Projet noise-rap (on l’en reconnait d’ailleurs comme le parrain) de la rappeuse-poète-productrice K-Death et du guitariste Sean Lindhal, basé à Los Angeles, Moodie Black a pour ainsi dire pensé, et instauré, le rap-gaze. Ingénieux, il s’est évertué à dynamiter une base hip-hop sombre en la truffant de sons qui doivent autant au shoegaze qu’à la noise, de guitares malsaines et décisives, pour au final innover avec brillance.
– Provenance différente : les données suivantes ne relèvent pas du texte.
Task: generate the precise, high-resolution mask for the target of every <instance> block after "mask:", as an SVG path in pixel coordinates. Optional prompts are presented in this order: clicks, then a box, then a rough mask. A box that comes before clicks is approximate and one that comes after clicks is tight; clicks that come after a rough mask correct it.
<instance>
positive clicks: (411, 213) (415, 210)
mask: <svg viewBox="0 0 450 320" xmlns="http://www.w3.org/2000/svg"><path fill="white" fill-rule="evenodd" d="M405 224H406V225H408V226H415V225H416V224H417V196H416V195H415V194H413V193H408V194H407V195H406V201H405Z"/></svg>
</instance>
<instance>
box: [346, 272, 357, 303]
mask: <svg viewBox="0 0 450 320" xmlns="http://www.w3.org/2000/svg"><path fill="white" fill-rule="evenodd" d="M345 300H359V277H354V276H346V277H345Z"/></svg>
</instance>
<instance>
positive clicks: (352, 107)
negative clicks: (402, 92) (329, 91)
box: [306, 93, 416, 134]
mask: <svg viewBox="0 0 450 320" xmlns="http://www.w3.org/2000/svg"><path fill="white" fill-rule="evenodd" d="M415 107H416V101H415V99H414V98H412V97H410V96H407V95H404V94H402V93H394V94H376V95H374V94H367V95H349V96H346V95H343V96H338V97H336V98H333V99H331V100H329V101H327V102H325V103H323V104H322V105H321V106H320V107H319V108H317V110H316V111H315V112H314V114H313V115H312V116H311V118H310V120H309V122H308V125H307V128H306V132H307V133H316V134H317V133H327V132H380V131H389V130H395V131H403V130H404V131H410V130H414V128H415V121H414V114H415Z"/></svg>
Auteur d’une brouette de sorties toutes plus personnelles les unes que les autres, il trouve une forme d’apogée avec ce Fuzz bien nommé, bruitiste et obscur. La démarche y est poussée dans ses derniers retranchements, vocaux et chapes noisy se donnent le change en se livrant un combat sans merci dont le vainqueur sera…Moodie Back. Car Fuzz, exceptionnel, est une pièce maîtresse.
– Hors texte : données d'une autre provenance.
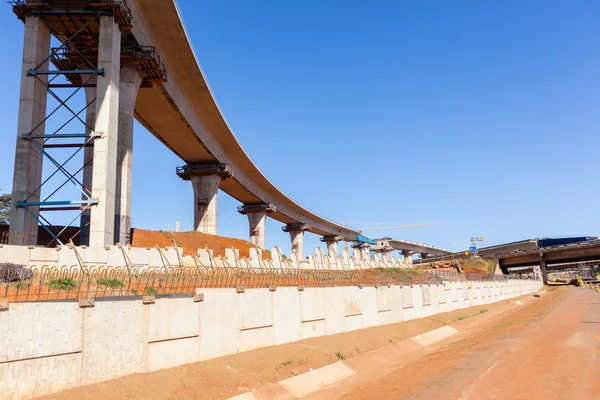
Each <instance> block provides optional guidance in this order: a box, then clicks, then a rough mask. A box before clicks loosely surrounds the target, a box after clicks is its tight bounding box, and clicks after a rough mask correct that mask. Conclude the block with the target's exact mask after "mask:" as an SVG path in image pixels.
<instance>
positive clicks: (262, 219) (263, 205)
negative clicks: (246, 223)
mask: <svg viewBox="0 0 600 400" xmlns="http://www.w3.org/2000/svg"><path fill="white" fill-rule="evenodd" d="M275 211H277V209H276V208H275V206H274V205H272V204H265V203H259V204H244V205H243V206H240V207H238V212H239V213H240V214H243V215H246V216H248V223H249V225H250V242H251V243H252V244H253V245H255V246H257V247H260V248H261V249H265V248H266V236H265V227H266V224H267V214H271V213H273V212H275Z"/></svg>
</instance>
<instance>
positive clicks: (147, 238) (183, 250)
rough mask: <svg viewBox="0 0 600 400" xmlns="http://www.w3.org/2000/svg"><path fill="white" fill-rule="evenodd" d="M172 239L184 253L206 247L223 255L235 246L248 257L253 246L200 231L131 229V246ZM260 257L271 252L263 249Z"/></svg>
mask: <svg viewBox="0 0 600 400" xmlns="http://www.w3.org/2000/svg"><path fill="white" fill-rule="evenodd" d="M173 240H175V242H176V243H177V246H179V247H183V252H184V254H197V253H198V249H204V248H206V247H208V248H209V249H211V250H213V251H214V255H215V256H224V255H225V249H230V248H235V249H239V250H240V257H250V249H251V248H253V247H254V245H253V244H252V243H250V242H248V241H245V240H241V239H234V238H228V237H224V236H216V235H209V234H207V233H202V232H194V231H191V232H162V231H149V230H146V229H138V228H134V229H132V230H131V245H132V246H133V247H154V246H155V245H158V246H159V247H167V246H173ZM262 257H263V259H270V258H271V252H269V251H266V250H263V252H262Z"/></svg>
Selfieness, auquel il revient de déflagrer en premier, donne le ton: diction noire, sons shoegaze voire indus, guitares à la fois inventives et sans pitié concourent à façonner un groove diabolique. Celui-ci démarque sensiblement Moodie Black, qui va mettre tout le monde d’accord avec ses douze morceaux auxquels je ne connais pas d’égal pour l’heure. Sur Feels, K-Death scande son discours, la cadence s’appesantit, les riffs sont aussi lourds que cosmiques. Picket fence, taillé dans une matière sonore aussi déviante, impose à son tour une trame lourde, bruitiste, écrin agité au verbe tout-terrain de Martinez. Ces deux-là s’entendent à merveille, des rythmes syncopés et ouvertures triturées accompagnent leurs giclées brutes (Jesus bound), que les plans de Lindhal arrosent à l’acide. No mames, qu’on pourrait qualifier de punk-rap (aux reflets shoegaze bien crissants), s’impose également comme un must de la catégorie.
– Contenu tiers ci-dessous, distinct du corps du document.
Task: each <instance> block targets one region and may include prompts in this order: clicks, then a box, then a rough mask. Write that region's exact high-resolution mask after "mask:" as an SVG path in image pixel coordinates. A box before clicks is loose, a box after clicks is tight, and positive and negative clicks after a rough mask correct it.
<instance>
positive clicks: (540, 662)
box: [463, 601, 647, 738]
Il ne s’agit pas, ici, de rigoler. Le mot est noir, tranchant. L’étoffe, si elle se montre astucieuse, captivante dans ses atours « vilains », hostile. I’m the one to love déblatère, l’étayage y est électro. Il s’en dégage une espèce de psychédélisme déchiré. K-Death, qui n’hésite pas à changer d’intonation, accentue l’impression d’oppression, de « ténèbres accueillants », qui ressort de Fuzz. Le groove de HI-V, quant à lui, est une pure tuerie avec ses basses et sons de génie. L’union des 2 acolytes sonne comme une évidence, génère une brochette d’hymnes à l’insoumission sonique. Que ce soit dans des formats enlevés ou sur des pistes pesantes (My penis my babyfat), Moodie Black consacre un style renversant. Des motifs rythmiques marquants l’y aident, Ceiling fans en remet une pelletée dans la rubrique « sonic rap » sur un ton grave.
Fuzz est énorme. En qualité, en capacité à inventer, à évoluer dans sa mouvance sans y égarer le moindre gramme de vérité. Look me in my face, spatial et mélodieux (sans pour autant se départir de son enveloppe dérangée), ou Amibad et ses saccades bordées de sons en pluie nourrie, tutoient un niveau que beaucoup, s’ils ne se nomment pas Moodie Black, peineront à atteindre. Parce qu’il y a dans ce disque, comme dans tout ce qu’à pu faire la paire, une véridicité qui lui donne une légitimité totale. Album pluriel, Fuzz se termine sur une tonalité presque bluesy-psyché, avec Instant meme, minor purge. Je n’ai plus qu’à remettre la rondelle dans le lecteur, à gesticuler en tentant avec un soupçon de ridicule de reproduire la logorrhée inspirée de K-Death au son du Selfiness introductif; Fuzz et sa fusion hors-champ constituant un « poison » sonore capable de générer une ivresse sans retour.